The all-day test, which requires test takers to have physical contact with standardized patients, is designed to "test medical students and graduates on their ability to gather information from patients, perform physical examinations, and communicate their findings to patients and colleagues," according to USMLE.

Leaders say in the announcement that over the past 3 months, USMLE had considered several options for resuming the test, including using a telehealth model. The test is taken on a pass/fail basis.

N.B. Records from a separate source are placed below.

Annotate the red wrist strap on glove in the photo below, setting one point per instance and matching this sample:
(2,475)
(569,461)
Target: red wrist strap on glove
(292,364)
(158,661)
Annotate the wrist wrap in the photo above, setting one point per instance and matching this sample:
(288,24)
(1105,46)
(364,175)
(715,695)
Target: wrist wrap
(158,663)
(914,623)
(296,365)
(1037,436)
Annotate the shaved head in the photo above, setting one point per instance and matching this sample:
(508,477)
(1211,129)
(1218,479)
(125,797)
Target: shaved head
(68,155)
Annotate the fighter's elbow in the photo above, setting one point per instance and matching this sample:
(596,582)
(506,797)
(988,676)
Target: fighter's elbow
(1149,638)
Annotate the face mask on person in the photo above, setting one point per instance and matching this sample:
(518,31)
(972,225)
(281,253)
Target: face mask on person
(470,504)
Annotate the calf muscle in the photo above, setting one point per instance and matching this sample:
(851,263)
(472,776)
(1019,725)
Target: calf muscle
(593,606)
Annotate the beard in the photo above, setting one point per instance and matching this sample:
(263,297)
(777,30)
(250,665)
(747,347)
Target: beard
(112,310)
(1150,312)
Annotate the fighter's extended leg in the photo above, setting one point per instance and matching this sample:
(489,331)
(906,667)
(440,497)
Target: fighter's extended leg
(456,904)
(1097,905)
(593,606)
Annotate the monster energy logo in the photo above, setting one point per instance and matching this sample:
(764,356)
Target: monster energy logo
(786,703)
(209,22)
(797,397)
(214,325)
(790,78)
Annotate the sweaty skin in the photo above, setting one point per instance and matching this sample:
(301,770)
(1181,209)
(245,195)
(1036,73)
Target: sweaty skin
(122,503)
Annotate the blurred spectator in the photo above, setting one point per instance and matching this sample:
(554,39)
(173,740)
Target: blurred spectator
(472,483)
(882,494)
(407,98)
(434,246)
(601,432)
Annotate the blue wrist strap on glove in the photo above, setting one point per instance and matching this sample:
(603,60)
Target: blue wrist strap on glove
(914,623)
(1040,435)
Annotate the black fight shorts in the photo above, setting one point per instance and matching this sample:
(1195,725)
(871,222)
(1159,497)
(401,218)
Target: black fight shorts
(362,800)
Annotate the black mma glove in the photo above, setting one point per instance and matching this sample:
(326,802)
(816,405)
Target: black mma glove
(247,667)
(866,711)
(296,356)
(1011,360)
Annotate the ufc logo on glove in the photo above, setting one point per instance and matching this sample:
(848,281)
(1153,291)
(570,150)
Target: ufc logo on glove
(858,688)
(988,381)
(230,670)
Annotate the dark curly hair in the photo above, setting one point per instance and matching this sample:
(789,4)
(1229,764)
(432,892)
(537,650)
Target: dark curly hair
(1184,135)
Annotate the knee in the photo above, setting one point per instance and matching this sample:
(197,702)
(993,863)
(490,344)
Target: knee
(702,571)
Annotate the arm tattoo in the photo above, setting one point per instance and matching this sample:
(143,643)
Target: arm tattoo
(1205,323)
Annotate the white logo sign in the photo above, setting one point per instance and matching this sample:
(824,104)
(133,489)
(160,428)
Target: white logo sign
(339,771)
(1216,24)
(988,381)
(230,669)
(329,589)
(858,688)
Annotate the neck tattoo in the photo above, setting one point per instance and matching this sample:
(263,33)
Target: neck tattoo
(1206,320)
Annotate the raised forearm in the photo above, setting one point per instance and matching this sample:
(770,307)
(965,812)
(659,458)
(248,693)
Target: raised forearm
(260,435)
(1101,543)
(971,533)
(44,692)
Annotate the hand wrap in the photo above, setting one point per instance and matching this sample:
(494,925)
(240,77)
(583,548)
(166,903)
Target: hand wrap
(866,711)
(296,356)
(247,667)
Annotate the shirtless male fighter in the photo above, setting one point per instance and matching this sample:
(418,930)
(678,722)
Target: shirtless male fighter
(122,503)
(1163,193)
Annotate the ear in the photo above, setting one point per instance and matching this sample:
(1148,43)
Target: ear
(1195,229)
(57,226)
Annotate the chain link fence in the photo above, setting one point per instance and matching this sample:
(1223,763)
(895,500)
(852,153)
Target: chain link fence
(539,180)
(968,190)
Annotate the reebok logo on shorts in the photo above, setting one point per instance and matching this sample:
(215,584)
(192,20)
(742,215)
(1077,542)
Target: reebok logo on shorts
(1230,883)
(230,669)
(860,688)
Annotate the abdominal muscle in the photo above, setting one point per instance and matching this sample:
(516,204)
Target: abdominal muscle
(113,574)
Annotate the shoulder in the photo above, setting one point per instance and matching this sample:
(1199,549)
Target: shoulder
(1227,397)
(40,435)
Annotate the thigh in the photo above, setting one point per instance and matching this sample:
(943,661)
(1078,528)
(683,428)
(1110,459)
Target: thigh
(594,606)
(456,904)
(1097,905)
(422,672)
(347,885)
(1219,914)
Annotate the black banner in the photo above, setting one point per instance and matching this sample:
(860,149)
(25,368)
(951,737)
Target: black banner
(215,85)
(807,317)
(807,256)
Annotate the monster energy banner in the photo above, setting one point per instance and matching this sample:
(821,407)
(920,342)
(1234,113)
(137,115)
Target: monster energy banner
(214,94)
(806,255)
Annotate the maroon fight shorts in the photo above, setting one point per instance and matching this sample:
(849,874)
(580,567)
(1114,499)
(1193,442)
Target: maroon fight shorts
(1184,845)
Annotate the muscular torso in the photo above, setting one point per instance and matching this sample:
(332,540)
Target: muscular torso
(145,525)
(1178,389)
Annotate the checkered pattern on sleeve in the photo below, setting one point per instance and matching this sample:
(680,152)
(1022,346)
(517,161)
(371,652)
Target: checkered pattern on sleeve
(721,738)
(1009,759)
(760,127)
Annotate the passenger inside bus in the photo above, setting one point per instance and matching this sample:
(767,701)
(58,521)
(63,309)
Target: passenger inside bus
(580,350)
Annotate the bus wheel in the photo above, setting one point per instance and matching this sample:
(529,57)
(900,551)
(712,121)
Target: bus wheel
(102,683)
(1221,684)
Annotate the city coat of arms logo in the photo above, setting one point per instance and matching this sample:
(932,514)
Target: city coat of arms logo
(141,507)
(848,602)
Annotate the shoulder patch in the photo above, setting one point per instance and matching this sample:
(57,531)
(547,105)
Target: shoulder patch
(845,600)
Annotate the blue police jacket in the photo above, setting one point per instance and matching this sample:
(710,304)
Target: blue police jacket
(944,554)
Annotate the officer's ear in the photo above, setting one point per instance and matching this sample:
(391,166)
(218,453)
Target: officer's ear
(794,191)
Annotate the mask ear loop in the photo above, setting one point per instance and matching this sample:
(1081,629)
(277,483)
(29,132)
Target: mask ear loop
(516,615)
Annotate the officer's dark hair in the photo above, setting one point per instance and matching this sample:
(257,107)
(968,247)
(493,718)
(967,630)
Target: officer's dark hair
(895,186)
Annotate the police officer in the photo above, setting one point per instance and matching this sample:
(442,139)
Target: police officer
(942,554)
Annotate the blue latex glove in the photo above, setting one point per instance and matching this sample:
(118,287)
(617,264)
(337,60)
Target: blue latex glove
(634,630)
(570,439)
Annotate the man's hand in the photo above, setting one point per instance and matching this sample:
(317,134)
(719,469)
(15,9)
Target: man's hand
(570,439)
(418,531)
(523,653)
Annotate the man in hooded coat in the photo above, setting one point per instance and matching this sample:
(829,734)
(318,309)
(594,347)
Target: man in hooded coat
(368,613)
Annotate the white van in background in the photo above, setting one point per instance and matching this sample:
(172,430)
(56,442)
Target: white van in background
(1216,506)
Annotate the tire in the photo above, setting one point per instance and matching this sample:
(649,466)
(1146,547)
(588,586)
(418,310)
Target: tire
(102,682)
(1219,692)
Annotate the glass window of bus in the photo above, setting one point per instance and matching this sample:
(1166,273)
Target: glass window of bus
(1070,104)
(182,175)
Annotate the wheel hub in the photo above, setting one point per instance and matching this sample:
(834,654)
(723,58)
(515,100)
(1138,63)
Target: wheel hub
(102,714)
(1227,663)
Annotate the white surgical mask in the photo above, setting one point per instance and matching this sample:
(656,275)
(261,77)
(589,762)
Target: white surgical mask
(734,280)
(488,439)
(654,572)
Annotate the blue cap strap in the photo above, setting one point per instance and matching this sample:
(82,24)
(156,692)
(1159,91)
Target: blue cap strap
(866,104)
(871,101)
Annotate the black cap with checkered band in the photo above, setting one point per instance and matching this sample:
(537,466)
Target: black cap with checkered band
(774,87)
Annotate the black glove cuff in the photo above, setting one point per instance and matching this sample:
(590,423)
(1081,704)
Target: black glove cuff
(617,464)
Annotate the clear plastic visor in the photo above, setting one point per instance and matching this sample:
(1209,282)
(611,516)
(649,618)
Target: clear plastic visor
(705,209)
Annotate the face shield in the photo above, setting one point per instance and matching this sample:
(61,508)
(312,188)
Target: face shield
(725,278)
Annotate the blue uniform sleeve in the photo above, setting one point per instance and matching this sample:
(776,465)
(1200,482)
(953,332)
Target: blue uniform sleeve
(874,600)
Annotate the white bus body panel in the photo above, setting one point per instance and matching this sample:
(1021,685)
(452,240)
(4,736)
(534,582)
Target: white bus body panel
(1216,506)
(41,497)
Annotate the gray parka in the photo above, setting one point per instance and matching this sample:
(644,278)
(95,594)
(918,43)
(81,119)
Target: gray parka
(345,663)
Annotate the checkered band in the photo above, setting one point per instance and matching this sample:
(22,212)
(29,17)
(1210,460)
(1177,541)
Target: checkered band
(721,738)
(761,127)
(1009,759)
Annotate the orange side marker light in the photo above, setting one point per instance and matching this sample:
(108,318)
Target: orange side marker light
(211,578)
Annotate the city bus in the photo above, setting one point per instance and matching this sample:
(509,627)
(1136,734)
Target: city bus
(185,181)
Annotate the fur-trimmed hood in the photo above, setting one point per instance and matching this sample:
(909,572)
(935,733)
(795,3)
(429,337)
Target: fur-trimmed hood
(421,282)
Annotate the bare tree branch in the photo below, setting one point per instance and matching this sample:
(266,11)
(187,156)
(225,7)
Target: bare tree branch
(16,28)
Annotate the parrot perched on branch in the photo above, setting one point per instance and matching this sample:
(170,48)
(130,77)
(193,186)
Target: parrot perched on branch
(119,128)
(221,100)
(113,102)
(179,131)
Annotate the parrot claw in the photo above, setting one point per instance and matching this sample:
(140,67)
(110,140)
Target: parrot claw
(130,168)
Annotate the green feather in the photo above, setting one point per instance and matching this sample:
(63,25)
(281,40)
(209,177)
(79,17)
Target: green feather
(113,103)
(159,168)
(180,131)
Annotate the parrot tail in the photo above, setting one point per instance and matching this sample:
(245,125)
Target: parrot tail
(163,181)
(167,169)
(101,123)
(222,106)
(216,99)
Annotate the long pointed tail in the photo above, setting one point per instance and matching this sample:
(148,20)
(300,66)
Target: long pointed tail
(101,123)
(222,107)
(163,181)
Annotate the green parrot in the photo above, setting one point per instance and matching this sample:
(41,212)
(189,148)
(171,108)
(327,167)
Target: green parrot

"The USMLE's primary purpose remains medical licensure and meeting the assessment needs of state medical boards," David Johnson, chief assessment officer of the Federation of State Medical Boards, told Medscape Medical News in a statement. "We continue to review options available for a performance-based assessment that meets state boards' needs while remaining mindful of the secondary uses and impact of USMLE in medical education and training."

Many details are still to be worked out, but USMLE says it will refund testing fees.

"Over the next few weeks, we will be announcing more detailed information on what this decision will mean for examinees, eg, refunds, progression through education/training and medical licensure," they write.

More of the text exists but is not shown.